Quando ele começou a investir num café de qualidade, as pessoas achavam que era loucura, porque Itarana não era conhecido como um município produtor de cafés especiais. Mas Laudelino acreditava no seu projeto e continuava indo atrás de um café cada vez melhor, mesmo sem o devido reconhecimento do mercado.
Reconhecimento que hoje seu filho, Sidney, começa a ver. Laudelino morreu em 2016 e Sidney tem dado continuidade ao sonho do pai, que também é o sonho dele e de toda a família.
Para Edevaldo, Laudelino deixou um legado para a comunidade e seu filho assumiu esse papel de forma exemplar. Com exigência ao realizar seu trabalho, Sidney segue todas as orientações técnicas à risca, o que é essencial para uma produção de alto nível.
Os seis mil pés de arábica têm rendido bons frutos e cada vez melhores. O café da família Grunewald já foi para Itália, EUA, São Paulo. Já teve lote que conquistou 92 pontos.
Café de qualidade é produzido em Itarana, no Espírito Santo (Foto: Vinícius Gonçalves/ TV Gazeta)
Para um café ser considerado especial, ele precisa atingir no mínimo 80 pontos de nota quando avaliado de acordo com a metodologia criada pela SCAA – Specialty Coffee Association of América.
O café avaliado entre 80 e 84 pontos é considerado “bebida mole”. E o café avaliado de 85 pontos para cima é classificado como “bebida estritamente mole”.
O papel da mulher
Este ano o trabalho dos Grunewald foi duplamente premiado. Se um café de qualidade é feito em família, as mulheres têm um papel primordial para um bom resultado, elas costumam ser responsáveis pelo pós-colheita – principalmente pela secagem do café nos terreiros.
O especialista em qualidade de café, Edevaldo Costalonga, que acompanhava Laudelino e agora acompanha o trabalho de Sidney, explica que o pós-colheita é fundamental, porque é onde se define a qualidade do café.
Se o grão não for bem mexido no terreiro para secar da forma correta isso vai influenciar diretamente no gosto final. Em muitas propriedades, a organização é feita com o homem coordenando a colheita e a mulher cuidando do terreiro.

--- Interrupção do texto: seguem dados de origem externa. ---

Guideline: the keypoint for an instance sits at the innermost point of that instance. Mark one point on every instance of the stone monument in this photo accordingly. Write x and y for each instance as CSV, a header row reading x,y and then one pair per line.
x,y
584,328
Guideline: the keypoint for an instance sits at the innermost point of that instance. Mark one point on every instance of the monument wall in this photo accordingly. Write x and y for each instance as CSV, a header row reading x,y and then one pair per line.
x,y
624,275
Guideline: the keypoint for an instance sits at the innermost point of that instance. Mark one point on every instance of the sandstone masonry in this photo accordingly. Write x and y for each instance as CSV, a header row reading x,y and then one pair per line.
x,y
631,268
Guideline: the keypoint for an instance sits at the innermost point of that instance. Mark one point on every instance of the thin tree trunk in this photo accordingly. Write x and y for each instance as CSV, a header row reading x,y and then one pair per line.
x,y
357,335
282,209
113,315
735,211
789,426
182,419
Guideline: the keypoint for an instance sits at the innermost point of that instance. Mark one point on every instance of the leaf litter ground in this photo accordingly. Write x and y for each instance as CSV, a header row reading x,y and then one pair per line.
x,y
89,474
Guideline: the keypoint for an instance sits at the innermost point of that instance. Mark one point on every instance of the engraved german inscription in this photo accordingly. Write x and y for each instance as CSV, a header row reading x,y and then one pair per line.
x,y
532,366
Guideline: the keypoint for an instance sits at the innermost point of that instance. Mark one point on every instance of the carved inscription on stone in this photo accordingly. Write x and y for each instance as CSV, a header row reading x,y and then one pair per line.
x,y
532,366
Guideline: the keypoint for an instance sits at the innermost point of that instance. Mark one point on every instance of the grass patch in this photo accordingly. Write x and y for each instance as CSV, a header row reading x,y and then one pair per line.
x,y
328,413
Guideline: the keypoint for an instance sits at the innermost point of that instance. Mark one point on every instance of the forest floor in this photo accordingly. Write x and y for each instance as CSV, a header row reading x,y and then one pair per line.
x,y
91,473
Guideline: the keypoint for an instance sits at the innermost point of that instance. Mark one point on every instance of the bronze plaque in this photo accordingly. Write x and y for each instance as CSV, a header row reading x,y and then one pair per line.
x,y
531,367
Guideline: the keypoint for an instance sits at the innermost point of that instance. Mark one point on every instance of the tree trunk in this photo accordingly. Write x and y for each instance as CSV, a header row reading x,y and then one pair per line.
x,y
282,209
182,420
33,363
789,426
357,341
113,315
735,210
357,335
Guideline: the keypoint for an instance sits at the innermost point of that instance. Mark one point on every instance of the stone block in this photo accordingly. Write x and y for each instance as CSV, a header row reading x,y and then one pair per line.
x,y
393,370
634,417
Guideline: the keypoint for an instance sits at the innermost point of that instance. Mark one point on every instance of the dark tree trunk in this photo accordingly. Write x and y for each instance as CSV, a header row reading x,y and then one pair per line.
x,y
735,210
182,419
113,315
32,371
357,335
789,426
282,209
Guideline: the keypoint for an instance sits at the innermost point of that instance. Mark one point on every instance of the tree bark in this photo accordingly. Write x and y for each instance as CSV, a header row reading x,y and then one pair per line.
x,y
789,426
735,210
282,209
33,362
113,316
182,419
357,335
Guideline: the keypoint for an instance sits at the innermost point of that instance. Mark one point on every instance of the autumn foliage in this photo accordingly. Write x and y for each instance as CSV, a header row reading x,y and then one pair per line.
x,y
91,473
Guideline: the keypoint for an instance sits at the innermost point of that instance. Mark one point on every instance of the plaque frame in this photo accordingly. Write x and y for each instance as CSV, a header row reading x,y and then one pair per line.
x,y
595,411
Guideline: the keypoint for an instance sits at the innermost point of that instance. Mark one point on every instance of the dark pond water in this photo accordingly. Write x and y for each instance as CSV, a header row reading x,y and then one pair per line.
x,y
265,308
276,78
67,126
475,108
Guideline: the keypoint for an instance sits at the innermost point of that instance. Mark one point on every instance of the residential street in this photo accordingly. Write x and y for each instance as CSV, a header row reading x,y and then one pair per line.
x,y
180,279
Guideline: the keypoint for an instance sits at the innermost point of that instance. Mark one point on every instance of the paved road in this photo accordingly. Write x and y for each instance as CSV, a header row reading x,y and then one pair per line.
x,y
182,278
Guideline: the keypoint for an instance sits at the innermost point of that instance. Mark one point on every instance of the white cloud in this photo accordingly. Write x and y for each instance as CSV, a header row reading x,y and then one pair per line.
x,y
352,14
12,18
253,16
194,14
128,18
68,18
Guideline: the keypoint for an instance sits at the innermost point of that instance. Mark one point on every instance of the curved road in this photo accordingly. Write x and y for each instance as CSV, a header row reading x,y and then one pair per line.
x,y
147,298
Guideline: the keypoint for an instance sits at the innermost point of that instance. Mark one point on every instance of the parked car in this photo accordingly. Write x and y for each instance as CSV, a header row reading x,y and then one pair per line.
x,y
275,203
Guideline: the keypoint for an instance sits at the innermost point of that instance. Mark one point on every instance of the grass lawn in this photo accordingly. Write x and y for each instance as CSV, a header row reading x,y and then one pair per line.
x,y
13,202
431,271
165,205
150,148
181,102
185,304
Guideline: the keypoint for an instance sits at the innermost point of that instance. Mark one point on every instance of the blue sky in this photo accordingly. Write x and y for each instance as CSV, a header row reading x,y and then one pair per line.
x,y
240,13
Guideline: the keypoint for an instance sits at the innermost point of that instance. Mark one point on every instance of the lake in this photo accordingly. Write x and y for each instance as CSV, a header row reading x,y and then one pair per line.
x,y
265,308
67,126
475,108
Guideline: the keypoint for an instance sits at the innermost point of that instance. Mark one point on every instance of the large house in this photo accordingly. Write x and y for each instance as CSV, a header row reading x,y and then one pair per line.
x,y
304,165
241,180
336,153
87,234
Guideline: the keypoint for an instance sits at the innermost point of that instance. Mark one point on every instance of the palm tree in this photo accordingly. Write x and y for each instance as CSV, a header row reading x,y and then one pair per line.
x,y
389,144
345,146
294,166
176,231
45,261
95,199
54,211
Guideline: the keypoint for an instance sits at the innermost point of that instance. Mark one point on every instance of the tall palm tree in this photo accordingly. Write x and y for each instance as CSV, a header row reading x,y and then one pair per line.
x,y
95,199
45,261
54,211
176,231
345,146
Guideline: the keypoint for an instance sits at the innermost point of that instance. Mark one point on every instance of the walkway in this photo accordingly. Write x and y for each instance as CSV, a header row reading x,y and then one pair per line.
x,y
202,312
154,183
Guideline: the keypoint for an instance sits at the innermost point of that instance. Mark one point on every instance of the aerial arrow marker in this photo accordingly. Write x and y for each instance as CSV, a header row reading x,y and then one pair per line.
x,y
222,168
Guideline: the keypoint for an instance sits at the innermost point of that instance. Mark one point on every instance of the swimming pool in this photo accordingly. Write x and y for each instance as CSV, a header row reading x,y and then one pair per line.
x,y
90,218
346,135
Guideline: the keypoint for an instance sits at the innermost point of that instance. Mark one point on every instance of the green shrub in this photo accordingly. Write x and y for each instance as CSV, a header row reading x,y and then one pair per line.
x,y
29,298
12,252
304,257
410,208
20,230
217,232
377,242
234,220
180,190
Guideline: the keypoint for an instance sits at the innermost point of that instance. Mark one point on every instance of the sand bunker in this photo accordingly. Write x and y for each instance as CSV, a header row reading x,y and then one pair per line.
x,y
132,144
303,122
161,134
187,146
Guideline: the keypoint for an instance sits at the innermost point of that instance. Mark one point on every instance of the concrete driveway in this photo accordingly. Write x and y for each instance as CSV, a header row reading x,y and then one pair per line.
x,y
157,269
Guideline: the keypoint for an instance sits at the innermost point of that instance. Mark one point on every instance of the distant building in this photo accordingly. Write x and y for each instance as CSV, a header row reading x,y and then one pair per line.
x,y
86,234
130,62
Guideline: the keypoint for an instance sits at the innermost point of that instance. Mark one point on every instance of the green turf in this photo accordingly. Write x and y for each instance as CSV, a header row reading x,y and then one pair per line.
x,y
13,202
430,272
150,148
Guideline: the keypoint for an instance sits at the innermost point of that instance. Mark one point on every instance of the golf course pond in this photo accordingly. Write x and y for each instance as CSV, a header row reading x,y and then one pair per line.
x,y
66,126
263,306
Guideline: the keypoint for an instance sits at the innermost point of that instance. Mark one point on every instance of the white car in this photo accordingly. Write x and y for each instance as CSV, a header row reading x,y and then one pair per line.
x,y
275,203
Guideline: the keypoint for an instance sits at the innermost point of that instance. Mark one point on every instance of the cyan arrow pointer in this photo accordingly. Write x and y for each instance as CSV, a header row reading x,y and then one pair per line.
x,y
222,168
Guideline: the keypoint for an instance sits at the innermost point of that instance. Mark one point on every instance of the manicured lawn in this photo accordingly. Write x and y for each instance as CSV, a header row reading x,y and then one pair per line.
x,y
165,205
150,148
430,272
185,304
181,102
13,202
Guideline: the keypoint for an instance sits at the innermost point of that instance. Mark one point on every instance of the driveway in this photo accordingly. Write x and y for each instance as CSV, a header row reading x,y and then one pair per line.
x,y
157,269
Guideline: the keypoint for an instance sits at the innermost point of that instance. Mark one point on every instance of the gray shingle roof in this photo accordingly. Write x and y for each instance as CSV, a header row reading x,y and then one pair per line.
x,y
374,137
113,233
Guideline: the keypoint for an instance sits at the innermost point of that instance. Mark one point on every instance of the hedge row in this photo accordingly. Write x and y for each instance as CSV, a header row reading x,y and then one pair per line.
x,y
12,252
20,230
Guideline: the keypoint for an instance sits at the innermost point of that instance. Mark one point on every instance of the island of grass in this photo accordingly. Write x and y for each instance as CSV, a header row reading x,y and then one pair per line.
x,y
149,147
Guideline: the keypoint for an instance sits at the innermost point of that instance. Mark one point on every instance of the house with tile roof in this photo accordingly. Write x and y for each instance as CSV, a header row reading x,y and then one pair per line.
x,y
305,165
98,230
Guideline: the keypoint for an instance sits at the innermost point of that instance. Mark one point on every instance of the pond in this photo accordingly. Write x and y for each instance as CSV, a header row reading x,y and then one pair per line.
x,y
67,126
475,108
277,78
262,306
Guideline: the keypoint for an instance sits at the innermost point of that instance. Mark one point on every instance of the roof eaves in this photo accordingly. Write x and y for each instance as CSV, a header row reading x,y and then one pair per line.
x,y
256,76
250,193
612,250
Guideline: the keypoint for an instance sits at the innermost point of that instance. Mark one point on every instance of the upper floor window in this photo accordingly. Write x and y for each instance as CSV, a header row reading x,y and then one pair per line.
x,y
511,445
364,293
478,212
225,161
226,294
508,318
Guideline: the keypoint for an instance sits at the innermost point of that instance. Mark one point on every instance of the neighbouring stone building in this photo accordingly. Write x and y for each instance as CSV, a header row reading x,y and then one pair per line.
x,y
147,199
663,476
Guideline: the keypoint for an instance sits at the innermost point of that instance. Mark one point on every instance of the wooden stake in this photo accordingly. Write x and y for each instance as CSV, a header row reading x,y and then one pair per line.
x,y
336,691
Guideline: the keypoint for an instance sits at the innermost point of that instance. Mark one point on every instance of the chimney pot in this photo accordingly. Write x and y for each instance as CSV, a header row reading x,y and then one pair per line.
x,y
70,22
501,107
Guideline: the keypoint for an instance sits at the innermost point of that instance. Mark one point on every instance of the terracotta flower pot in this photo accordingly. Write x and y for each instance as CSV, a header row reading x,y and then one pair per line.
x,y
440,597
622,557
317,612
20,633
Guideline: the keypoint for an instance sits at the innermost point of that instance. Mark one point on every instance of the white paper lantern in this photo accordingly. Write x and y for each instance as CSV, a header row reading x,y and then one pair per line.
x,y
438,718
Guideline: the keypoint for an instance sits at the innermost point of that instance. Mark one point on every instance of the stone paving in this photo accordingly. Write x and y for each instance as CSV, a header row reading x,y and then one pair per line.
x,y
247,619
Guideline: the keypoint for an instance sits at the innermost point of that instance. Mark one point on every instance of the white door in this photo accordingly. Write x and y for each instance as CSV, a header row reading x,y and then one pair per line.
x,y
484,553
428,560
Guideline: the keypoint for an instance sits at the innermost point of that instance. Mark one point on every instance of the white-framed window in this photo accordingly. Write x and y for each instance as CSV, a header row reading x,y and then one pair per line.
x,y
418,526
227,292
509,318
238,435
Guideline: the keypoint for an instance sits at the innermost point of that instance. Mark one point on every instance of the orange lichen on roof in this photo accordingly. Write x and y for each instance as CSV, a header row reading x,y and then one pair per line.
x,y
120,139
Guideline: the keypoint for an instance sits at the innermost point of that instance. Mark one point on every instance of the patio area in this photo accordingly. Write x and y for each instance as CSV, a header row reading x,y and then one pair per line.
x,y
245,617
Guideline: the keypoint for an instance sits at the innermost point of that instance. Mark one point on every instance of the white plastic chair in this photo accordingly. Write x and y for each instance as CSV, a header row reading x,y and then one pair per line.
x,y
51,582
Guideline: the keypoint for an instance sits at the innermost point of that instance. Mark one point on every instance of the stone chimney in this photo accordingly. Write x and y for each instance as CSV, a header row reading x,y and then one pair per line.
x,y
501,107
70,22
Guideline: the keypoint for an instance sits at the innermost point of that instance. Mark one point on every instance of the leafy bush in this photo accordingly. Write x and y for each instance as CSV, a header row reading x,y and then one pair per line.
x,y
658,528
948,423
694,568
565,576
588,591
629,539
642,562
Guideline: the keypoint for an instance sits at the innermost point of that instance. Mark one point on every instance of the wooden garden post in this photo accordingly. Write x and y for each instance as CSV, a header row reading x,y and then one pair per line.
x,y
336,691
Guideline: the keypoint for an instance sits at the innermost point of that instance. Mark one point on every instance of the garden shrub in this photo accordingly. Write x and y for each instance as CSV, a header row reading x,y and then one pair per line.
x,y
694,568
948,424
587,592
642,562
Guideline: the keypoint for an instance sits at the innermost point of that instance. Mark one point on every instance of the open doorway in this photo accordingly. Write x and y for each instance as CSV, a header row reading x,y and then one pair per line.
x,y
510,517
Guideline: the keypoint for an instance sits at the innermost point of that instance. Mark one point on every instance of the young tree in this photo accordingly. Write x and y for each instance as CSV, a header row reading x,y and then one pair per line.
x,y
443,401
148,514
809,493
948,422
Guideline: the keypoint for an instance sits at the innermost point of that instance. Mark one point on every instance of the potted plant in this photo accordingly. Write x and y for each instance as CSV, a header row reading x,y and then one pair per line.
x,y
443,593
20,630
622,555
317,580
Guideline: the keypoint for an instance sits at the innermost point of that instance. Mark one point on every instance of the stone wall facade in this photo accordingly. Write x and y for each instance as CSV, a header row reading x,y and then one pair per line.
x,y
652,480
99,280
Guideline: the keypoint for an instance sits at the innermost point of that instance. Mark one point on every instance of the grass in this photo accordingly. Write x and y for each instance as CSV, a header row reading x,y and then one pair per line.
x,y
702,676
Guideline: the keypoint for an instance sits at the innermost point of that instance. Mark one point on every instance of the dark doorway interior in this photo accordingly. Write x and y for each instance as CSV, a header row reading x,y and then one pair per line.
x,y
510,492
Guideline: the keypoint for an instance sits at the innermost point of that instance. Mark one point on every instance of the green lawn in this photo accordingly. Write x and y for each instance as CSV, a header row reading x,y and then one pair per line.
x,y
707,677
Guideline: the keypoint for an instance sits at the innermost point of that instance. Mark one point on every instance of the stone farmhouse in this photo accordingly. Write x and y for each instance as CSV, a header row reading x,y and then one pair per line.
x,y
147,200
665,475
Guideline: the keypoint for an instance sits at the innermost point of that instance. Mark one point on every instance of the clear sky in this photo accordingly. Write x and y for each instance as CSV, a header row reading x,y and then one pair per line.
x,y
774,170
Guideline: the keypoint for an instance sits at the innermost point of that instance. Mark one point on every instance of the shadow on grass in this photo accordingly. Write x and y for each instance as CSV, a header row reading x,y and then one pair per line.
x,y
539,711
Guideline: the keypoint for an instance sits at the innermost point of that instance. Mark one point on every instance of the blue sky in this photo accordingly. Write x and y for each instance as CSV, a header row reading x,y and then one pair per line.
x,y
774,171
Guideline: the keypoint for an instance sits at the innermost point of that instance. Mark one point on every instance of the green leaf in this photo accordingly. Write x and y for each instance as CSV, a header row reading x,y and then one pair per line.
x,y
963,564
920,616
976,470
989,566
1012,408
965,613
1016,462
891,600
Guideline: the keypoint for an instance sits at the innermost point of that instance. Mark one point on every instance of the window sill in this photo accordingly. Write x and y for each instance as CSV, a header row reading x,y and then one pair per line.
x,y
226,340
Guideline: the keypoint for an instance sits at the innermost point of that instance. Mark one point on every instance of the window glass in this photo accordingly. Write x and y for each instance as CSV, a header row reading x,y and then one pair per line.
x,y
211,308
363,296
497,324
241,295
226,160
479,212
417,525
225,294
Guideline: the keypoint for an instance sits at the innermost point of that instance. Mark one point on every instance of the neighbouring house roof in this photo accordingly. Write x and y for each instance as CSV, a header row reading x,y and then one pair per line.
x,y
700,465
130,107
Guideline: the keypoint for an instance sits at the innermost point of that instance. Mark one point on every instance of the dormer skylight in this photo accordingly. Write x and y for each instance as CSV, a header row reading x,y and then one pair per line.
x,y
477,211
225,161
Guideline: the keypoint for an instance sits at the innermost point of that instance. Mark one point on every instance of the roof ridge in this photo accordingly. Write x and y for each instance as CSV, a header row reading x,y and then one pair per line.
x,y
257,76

Alessandra trabalha na produção de café em Itarana, no Espírito Santo (Foto: Vinícius Gonçalves/ TV Gazeta)
Alessandra Sassemburg Grunewald, esposa de Sidney, cumpre essa função com muito gosto. Filha de agricultores, ela já acompanhava os pais na lavoura. Depois, se formou e se tornou professora. Há dois anos, com o marido assumindo o plantio do pai, Alessandra passou a ter mais uma jornada: além de professora, cafeicultora.
É uma forma de reduzir custos, porque a mão de obra durante a colheita é escassa e o custo é muito alto. Porém, mais do que isso, Alessandra se vê ajudando a agregar valor ao produto da família.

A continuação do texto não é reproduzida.